Let's try to send invalid data.
curl --location 'http://localhost:8080/email-validation' --header 'Content-Type: application/json' --data '{
"email": "test"
}
'
{"error":"Validation problem: ValidationErrors({\"email\": Field([ValidationError { code: \"email\", message: Some(\"You need to provide a valid email address.\"), params: {\"value\": String(\"test\")} }])})"}
We get an error from the validator and we will receive a 400 response code.
This is a simple, regular expression-based email validation. It doesn't check if email address exists. The best way to check if a given email address exists is to send them an email and ask for confirmation.

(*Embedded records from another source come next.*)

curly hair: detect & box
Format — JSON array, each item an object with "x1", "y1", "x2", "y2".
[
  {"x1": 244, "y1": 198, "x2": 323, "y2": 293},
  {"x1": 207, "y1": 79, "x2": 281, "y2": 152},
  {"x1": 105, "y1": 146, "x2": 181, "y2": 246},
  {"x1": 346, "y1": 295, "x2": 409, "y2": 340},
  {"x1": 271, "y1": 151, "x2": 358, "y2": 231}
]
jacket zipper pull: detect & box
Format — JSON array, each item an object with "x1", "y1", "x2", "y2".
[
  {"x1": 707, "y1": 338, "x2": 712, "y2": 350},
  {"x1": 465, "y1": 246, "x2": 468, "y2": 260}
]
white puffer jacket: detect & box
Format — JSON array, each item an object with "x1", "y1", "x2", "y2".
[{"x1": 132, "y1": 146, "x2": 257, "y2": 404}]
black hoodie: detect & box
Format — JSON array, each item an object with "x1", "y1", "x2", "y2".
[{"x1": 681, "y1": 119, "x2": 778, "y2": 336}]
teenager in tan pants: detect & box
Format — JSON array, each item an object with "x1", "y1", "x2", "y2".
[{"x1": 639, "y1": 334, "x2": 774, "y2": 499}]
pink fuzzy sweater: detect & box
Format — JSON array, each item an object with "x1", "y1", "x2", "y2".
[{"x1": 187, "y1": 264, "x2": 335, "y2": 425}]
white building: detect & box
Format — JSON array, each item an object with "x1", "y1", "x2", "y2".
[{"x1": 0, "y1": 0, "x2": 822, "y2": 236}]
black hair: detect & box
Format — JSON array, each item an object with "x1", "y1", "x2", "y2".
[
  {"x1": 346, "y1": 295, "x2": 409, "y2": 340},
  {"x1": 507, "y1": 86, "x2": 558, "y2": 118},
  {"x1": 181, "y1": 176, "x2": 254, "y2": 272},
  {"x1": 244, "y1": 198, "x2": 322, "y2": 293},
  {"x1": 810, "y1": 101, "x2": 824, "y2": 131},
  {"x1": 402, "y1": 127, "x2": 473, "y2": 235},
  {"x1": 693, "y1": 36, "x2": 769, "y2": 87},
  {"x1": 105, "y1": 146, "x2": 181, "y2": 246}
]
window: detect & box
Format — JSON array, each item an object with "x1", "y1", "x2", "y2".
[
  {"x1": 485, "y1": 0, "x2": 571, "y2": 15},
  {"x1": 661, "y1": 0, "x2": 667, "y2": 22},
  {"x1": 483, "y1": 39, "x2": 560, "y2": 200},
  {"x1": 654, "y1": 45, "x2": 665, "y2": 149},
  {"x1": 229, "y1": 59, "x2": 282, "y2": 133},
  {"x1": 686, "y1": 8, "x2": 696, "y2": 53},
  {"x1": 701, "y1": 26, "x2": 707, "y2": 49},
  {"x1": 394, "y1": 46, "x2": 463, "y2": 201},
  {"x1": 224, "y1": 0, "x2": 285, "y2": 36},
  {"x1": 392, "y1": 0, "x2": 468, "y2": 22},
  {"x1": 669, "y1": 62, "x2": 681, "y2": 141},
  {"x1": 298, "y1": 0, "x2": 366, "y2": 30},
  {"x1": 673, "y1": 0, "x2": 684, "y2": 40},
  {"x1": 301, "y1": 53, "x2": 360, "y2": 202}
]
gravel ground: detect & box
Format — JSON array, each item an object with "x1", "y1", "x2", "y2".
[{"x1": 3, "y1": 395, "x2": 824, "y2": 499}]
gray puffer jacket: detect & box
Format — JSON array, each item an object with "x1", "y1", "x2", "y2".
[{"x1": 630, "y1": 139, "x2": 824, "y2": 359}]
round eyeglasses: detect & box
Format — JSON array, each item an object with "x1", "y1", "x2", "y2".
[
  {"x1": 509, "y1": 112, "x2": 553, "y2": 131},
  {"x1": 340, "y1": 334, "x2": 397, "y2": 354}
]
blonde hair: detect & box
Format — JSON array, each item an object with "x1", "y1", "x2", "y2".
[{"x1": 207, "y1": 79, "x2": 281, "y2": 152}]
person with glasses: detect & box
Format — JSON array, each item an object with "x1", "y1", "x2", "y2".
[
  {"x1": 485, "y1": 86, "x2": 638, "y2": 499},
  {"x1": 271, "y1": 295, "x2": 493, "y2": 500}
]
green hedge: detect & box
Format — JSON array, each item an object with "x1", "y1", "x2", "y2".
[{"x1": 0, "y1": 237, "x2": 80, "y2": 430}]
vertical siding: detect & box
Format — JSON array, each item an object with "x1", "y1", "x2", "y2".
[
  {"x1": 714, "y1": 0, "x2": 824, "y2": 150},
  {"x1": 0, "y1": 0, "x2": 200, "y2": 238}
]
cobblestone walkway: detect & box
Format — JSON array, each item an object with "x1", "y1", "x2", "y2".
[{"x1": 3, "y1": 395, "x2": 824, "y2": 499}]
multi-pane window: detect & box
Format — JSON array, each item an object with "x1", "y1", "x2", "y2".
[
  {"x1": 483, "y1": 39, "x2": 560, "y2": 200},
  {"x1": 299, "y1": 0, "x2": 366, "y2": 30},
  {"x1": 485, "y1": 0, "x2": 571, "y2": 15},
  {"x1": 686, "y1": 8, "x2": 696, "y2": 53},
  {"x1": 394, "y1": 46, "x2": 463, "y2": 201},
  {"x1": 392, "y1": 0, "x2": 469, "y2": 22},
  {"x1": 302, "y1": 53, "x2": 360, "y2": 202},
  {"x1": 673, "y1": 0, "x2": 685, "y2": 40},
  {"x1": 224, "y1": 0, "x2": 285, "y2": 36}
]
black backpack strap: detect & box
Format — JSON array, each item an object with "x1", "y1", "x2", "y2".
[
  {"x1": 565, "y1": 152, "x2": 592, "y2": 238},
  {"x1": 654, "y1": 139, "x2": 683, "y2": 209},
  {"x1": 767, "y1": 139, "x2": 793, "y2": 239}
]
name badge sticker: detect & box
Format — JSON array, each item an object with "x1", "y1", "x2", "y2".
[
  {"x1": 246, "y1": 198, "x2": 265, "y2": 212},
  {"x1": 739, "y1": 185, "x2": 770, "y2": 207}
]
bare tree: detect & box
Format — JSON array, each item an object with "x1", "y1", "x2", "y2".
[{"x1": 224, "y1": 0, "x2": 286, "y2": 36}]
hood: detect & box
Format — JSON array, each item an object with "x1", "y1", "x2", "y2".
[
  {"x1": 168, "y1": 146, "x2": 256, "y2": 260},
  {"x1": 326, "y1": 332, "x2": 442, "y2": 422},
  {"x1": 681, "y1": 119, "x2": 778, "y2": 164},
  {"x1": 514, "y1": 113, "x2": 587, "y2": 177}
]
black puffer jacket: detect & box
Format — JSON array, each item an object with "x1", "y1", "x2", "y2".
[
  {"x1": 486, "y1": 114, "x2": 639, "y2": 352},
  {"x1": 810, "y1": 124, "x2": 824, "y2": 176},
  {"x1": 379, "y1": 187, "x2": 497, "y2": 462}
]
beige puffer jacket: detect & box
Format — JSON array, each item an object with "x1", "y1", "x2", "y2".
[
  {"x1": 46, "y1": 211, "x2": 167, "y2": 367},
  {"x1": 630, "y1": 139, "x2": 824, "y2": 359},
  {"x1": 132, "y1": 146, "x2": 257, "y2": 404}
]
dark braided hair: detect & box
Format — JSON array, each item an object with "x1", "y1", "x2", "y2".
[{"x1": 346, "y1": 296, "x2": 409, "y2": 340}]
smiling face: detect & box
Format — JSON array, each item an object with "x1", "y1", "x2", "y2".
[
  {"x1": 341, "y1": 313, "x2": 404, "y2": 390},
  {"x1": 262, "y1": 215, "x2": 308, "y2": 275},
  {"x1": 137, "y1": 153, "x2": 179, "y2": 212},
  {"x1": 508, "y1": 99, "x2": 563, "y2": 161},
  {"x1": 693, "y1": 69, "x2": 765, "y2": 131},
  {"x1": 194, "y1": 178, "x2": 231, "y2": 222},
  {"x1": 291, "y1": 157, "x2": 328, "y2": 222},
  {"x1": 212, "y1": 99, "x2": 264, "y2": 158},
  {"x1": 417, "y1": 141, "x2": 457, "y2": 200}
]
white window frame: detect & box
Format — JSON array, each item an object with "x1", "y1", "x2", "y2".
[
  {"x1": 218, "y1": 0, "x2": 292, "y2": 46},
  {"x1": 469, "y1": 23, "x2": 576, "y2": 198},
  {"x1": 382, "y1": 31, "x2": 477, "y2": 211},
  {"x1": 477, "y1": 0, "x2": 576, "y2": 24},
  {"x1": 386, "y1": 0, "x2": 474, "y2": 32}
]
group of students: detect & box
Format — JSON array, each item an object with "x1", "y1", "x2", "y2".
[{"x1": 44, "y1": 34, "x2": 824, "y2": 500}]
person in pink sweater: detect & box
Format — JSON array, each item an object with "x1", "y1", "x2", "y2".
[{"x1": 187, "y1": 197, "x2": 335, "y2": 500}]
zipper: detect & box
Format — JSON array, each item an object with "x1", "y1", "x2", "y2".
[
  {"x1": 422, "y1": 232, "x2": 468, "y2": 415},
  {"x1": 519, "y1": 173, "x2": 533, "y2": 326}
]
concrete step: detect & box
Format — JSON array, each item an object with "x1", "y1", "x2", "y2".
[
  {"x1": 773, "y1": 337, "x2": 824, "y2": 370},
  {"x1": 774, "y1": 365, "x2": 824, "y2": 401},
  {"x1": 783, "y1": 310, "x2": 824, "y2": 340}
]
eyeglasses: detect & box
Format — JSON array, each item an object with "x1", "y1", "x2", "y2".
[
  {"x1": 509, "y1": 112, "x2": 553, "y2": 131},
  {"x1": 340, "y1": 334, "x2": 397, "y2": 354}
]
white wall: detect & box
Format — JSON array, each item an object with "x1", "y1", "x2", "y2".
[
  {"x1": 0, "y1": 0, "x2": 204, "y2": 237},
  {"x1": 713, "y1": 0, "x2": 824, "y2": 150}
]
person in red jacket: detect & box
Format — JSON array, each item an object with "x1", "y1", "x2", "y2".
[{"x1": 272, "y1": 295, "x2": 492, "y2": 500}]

You want to validate all email addresses provided by the user. For at least two practical reasons:
- you may want to contact the user, and you need a valid (at least at the time of registration) email
- you may be obligated by the law to verify the identity of a user of your platform, and having a valid email address may be part of the process
You may want to use two validators to check email. For example if you are using a VARCHAR type of field for storing emails in a database.
#[derive(Debug, Deserialize, Serialize, Validate)]
pub struct EmailPost {
#[validate(email(message = "You need to provide a valid email address."), length(max = 256, min = 10, message = "It cannot be empty. Minimal length = 10, maximal length = 256."))]
email: String,
}
It's not a good practice to use TEXT fields to store emails in a database.
The first reason is that you should always think about performance. Most of the email addresses are short. You don't need to take into account edge cases if the user has a really long email address. The 256 chars for storing email addresses ought to be enough for anybody.
In most cases, you want to save emails in fields with UNIQUE constraints. A few years ago MySQL database had a limit for UNIQUE contraint length. Right now it may not be problematic, but you can not expect that the database will handle UNIQUE constraints correctly on a TEXT field.